Questions 51-55 Inter-language switching, once the pariah of language learners, is now an eminently respectable part
of both bilingual language performance and linguistic analysis. Switching involves the use of more than
one language code or system in an utterance. Such inter-language switching is endemic, creative and
popular in many of the Outer Circle communities like Singapore, Hong Kong, and Malaysia. In places like
Singapore, it may routinely involve three languages or even more—in Singapore that means especially
English, Chinese and Malay.
Most studies of switching are concerned with the forms of languages. This can be phonological, as
happens when we swap from authentic to foreign pronunciation. It can be morphological, for instance in
the unstable realization of the plural in Asian Englishes in public signs. Such forms may well become
either standard or fully accepted variants respectively in Macao and Malaysia. As things stand at present,
however, this use (or not) of the plural is not standard, and constitutes switching or cross-code interference.

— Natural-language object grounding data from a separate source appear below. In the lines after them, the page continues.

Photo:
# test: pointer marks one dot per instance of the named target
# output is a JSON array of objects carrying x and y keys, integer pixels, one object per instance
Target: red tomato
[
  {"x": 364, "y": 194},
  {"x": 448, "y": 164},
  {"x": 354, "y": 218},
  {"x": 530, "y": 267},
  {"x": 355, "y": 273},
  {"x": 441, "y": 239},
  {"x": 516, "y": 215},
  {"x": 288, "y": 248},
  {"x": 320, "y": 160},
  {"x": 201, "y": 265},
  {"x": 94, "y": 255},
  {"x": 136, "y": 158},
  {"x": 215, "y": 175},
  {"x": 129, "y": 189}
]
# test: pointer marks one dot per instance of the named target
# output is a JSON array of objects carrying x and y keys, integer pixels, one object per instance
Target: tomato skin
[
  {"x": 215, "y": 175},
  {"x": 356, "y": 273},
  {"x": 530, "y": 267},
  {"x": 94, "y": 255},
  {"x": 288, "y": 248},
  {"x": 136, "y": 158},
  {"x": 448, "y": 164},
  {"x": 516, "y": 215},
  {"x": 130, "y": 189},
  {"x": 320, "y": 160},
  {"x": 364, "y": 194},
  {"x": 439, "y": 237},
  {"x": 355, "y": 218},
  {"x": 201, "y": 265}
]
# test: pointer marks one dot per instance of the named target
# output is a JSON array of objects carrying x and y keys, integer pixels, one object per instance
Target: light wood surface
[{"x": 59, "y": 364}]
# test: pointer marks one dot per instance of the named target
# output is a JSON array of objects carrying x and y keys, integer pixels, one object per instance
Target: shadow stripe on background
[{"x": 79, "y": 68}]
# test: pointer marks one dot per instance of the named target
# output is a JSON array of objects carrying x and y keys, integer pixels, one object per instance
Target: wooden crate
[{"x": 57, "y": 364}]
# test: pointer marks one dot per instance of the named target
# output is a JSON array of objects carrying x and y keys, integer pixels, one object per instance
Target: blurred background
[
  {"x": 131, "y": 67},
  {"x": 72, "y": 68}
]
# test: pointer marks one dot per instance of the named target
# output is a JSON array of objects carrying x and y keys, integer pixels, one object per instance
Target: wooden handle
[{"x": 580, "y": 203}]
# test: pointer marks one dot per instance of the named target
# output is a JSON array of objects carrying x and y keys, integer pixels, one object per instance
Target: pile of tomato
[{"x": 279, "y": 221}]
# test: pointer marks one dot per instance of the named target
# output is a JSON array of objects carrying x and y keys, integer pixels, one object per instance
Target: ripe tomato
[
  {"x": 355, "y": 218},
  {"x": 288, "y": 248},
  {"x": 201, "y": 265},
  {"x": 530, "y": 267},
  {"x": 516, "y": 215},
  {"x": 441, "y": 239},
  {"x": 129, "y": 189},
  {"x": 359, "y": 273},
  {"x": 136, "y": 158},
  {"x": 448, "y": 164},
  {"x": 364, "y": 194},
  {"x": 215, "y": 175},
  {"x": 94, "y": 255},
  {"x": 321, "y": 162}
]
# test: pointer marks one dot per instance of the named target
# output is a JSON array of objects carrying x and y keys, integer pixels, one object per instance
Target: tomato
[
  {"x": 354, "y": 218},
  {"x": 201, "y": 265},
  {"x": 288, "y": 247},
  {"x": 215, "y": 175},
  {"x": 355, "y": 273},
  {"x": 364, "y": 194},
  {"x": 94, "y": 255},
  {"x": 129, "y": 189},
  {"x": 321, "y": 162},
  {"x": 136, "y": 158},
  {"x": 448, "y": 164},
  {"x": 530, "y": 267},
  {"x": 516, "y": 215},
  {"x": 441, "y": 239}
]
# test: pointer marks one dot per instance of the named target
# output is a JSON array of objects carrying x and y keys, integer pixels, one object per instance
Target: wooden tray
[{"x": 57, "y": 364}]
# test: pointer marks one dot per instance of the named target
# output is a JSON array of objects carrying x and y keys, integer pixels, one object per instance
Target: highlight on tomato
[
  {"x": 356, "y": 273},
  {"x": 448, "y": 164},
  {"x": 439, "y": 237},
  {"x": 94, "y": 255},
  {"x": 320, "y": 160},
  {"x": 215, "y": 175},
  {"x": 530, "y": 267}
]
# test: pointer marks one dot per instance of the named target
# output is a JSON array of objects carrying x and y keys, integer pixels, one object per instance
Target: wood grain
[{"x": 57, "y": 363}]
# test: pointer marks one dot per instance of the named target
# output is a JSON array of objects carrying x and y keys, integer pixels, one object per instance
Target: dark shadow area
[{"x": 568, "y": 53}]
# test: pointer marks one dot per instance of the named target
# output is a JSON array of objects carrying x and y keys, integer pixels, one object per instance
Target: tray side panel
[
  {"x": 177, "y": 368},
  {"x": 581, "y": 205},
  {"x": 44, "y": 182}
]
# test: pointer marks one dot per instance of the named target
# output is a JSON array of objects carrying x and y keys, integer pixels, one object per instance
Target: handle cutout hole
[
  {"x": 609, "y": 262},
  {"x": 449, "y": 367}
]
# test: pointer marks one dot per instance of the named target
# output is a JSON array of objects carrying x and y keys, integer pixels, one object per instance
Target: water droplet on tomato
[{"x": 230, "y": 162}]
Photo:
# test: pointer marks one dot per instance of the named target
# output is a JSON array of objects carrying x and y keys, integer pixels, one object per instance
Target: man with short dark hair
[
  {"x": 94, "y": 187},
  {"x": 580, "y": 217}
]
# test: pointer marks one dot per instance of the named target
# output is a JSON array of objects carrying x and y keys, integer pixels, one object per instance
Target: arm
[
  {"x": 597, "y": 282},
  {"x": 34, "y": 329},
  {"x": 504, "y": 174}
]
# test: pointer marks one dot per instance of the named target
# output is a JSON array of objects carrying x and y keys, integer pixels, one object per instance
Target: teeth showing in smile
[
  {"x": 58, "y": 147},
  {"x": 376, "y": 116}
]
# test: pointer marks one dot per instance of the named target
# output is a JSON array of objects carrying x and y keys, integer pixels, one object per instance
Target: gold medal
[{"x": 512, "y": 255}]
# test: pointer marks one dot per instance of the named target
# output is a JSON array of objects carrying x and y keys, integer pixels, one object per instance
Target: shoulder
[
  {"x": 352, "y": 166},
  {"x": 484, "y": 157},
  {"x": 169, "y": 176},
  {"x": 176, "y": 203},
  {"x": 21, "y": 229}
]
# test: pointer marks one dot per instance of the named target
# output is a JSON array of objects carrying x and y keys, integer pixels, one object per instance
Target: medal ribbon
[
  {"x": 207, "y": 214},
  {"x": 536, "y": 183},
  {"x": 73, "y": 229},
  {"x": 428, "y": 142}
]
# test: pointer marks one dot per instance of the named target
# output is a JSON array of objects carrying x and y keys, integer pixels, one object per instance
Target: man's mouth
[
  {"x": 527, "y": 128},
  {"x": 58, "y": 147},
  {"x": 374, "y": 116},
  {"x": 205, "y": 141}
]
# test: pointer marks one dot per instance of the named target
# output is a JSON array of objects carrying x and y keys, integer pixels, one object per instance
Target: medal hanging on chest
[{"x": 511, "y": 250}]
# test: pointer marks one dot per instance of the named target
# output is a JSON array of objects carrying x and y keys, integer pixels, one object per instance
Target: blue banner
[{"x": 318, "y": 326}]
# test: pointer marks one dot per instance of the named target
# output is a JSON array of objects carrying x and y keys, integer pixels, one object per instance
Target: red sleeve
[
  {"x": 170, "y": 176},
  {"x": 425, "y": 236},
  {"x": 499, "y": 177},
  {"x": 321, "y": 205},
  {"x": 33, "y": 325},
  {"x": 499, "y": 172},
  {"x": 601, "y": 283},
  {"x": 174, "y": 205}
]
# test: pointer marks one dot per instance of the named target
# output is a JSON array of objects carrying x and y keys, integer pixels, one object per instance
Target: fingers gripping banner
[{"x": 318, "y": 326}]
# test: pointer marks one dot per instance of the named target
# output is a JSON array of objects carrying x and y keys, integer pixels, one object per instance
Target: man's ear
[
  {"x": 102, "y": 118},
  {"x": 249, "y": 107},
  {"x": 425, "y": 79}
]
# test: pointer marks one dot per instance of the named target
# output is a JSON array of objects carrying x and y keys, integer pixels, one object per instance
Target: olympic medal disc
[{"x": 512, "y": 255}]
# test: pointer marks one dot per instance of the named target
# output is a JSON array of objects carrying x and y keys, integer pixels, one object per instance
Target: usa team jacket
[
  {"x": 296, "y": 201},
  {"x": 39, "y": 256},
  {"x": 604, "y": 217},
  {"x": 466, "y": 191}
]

Switching requires that both speakers share sufficient knowledge of two or more shared languages. It
is also typically asymmetrical, in that one speaker will be more competent than the other, or that one
speaker will make more accommodation than the other. This may involve the negotiation and choice of the
language which the two speakers best share for communication, or it may involve the selection of language
forms appropriate to the language level of both, and especially the weaker speaker. Switching is therefore a
communicative strategy. It is often deliberate and strategic, as when a stronger speaker accommodates to a
less competent interlocutor. But it can also be motivated by language gaps, when a speaker lacks command
of language forms for a particular task of communication. And with really competent bilinguals switches
can be part of competent, witty, expressive interpersonal communication, where the enjoyment and
exploitation of language resources seem to emerge naturally, rapidly, and seamlessly in the flow of
communication. Bilingual children do this with particular ease and unconscious grace. Switching is a
natural part of finding appropriate expression for a message.
【題組】D 51. What is the primary purpose of this passage?
(A) To define inter-language switching.
(B) To ban inter-language switching among bilingual children.
(C) To promote inter-language switching among bilingual children.
(D) To introduce inter-language switching.